Meine Gedanken folgen der Stimme und bleiben bewusst bei meiner Atmung. Mit jeder Einatmung spüre ich bewusst, wie mein Bauch sich hebt und mit der Ausatmung, wie mein Bauch sich senkt. Sanft schaukelt das Tuch hin und her, fühlt sich gut an und strahlt Geborgenheit aus. Wir eröffnen die Stunde gemeinsam mit dem Urklang aller Laute, dem OM. Wow – Gänsehaut, das hört und fühlt sich ganz anders an, wie auf dem Boden auf einer Yogamatte. Langsam öffne ich meine Augen, komme wieder hier an und sehe als erstes das Tuch in dem ich sitze. Ich steige wieder aus dem Tuch heraus und spüre festen Boden unter den Füssen und fühle mich entspannt. Um mich herum sehe ich lächelnde Gesichter, schön.

Wir beginnen damit, uns mit dem Tuch vertraut zu machen. Die Füße sind dabei geerdet und stehen auf der Matte.

Das Tuch ziehe ich wie eine Jacke an, und habe es unter meinen Achselhöhlen sitzen. Arme neben die Ohren und gestreckt und die Finger ins Pistolenmudra.
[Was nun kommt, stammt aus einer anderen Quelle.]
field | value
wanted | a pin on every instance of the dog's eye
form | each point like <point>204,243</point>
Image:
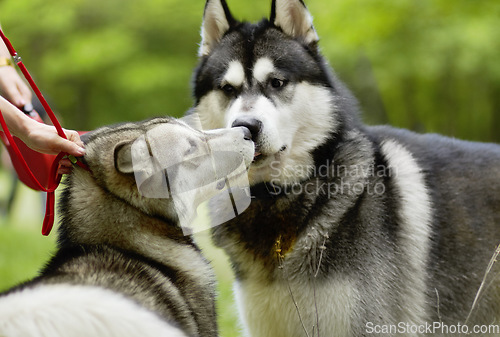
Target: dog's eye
<point>228,89</point>
<point>277,83</point>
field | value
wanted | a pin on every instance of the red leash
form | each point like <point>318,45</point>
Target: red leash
<point>52,179</point>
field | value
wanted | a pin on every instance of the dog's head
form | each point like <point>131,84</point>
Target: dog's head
<point>160,167</point>
<point>270,78</point>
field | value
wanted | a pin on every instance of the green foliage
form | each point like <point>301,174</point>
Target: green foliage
<point>427,65</point>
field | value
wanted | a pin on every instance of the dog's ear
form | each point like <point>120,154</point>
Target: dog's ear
<point>217,20</point>
<point>123,158</point>
<point>294,19</point>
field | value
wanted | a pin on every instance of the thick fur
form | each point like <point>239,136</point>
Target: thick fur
<point>353,229</point>
<point>123,266</point>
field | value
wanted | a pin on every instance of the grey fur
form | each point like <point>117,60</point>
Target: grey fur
<point>380,226</point>
<point>113,238</point>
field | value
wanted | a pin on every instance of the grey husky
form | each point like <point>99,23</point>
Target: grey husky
<point>123,266</point>
<point>353,230</point>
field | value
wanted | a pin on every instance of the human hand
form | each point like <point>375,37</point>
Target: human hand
<point>13,87</point>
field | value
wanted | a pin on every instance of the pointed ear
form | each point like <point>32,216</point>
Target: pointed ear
<point>216,22</point>
<point>123,158</point>
<point>294,19</point>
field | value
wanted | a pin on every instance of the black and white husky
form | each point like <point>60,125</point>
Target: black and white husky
<point>124,267</point>
<point>353,230</point>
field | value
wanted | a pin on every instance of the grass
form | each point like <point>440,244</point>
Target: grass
<point>23,251</point>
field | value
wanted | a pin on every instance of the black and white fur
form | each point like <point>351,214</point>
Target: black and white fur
<point>351,226</point>
<point>123,266</point>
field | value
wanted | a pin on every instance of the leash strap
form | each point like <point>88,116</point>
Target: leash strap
<point>54,178</point>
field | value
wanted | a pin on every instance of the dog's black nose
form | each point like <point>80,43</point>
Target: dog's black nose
<point>254,126</point>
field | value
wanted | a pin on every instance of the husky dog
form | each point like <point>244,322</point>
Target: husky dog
<point>123,267</point>
<point>353,230</point>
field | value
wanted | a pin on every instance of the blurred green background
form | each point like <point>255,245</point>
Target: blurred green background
<point>426,65</point>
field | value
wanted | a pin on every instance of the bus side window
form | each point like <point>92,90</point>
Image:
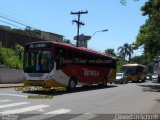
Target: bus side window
<point>60,56</point>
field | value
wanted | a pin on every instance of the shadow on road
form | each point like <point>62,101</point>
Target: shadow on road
<point>151,88</point>
<point>77,89</point>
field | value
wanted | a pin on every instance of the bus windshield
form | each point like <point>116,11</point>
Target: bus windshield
<point>130,70</point>
<point>38,61</point>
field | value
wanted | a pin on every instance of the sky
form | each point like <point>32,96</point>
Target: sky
<point>123,22</point>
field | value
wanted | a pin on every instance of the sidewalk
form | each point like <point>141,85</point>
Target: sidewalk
<point>10,85</point>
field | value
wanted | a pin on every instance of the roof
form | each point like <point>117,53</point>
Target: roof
<point>74,47</point>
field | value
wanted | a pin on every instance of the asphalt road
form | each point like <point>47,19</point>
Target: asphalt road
<point>84,103</point>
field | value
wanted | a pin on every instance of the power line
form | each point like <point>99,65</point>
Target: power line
<point>9,23</point>
<point>79,13</point>
<point>16,22</point>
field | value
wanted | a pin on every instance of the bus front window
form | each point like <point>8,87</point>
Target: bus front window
<point>40,61</point>
<point>130,70</point>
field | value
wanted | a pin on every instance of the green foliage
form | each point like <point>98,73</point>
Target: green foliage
<point>149,34</point>
<point>110,52</point>
<point>120,63</point>
<point>125,50</point>
<point>9,58</point>
<point>144,60</point>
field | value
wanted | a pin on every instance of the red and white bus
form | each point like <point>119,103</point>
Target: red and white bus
<point>52,64</point>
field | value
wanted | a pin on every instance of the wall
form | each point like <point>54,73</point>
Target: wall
<point>11,75</point>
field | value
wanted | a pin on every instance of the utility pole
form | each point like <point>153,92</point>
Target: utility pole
<point>79,13</point>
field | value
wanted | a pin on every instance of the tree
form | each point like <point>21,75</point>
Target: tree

Mit dem Einklang meiner Atmung beginne ich mich von links nach rechts zu dehnen. Es folgen weitere Aufwärmübungen, immer mit den Füssen am Boden, aber das Körpergewicht an den Boden abgeben. Das Tuch trägt mein Körpergewicht, fängt mich auf, stützt mich herrlich – ich merke wie ich immer sicherer werde und mehr und mehr vertraue. Es geht weiter mit dem Hip Hang, das Tuch ist in Höhe der Lendengegend und ich beuge mich über das Tuch in den Aerial Dog.
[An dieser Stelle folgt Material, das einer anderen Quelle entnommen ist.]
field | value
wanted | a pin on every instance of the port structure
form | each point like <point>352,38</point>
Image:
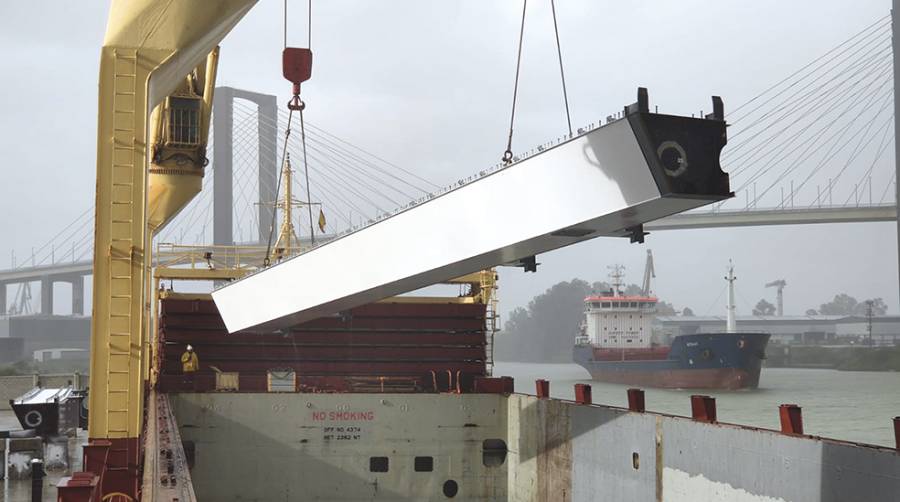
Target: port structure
<point>607,181</point>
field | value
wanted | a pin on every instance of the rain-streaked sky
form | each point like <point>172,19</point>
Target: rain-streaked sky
<point>427,85</point>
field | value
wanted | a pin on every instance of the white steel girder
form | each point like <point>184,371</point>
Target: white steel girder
<point>605,182</point>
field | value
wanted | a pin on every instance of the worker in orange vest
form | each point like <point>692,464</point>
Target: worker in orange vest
<point>189,361</point>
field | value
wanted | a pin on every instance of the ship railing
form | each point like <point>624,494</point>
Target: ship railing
<point>216,256</point>
<point>582,340</point>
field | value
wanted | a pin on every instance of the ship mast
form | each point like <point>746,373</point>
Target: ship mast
<point>287,237</point>
<point>617,272</point>
<point>731,326</point>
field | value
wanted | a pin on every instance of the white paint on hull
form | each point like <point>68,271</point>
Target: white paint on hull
<point>681,486</point>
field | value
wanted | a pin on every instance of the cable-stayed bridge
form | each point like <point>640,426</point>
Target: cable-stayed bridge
<point>815,147</point>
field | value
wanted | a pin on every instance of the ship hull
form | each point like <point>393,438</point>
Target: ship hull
<point>704,361</point>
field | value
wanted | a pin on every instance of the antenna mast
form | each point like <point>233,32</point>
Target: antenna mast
<point>731,326</point>
<point>617,272</point>
<point>649,272</point>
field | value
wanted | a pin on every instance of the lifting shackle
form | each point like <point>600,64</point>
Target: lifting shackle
<point>296,66</point>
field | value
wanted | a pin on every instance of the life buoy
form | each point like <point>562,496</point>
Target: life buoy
<point>33,419</point>
<point>675,163</point>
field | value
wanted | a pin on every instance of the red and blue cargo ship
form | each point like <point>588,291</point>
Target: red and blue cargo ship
<point>616,345</point>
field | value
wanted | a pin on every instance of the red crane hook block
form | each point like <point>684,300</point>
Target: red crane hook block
<point>296,66</point>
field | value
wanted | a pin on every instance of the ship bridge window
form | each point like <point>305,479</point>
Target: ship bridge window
<point>378,464</point>
<point>424,464</point>
<point>493,452</point>
<point>183,128</point>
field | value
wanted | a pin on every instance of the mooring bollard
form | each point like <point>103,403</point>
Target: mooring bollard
<point>791,419</point>
<point>37,480</point>
<point>636,400</point>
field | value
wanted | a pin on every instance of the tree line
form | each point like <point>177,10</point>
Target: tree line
<point>842,304</point>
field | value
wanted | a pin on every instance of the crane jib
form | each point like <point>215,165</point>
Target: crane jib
<point>606,181</point>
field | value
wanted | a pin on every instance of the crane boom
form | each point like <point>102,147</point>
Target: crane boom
<point>157,72</point>
<point>779,294</point>
<point>605,182</point>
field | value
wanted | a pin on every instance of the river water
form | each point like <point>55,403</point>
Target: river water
<point>849,405</point>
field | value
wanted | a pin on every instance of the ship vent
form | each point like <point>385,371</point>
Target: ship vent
<point>493,452</point>
<point>378,464</point>
<point>424,464</point>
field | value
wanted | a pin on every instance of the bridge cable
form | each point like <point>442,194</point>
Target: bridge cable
<point>507,155</point>
<point>881,21</point>
<point>312,231</point>
<point>562,75</point>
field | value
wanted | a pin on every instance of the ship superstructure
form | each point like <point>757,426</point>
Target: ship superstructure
<point>614,321</point>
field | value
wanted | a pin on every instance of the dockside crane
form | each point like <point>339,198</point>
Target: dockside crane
<point>779,294</point>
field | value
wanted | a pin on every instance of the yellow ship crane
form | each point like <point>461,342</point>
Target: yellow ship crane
<point>157,75</point>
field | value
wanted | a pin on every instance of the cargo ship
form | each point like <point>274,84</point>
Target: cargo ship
<point>616,345</point>
<point>333,387</point>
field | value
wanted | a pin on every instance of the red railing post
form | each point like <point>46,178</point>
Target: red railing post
<point>636,400</point>
<point>897,432</point>
<point>703,408</point>
<point>791,419</point>
<point>583,393</point>
<point>543,388</point>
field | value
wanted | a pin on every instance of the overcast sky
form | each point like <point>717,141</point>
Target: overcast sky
<point>427,85</point>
Im Yoga der herabschauende Hund. Beim Aerial Dog spüre ich allerdings vielmehr meine Armkraft und auch die Länge meines Rückens und der Wirbelsäule. Die Anstrengung ist spürbar, aber beim Yoga kommt ja nach jeder Anspannung Entspannung. Nach jeder Asana (Übung) spüre ich bewusst nach und fühle, wie mein Körper sich anfühlt, wie fühle ich mich, was macht das Aerial Yoga mit mir? Nun doppel ich mein Tuch und setze mich in das gedoppelte Tuch für den Back Straddle.

Gut festhalten am vorderen Teil des Tuches und langsam und bewusst das Körpergewicht an das Tuch abgeben, in Form einer Rückwärtsrolle, nur die Beine werden dabei weit gegrätscht, damit ich sie außen um das Tuch wickeln kann, Füße in Charlie Chaplin Pose (Fersen zeigen zueinander, Füße quer) und ich bin fest und sicher – ich löse meine Hände und hänge kopfüber im Tuch.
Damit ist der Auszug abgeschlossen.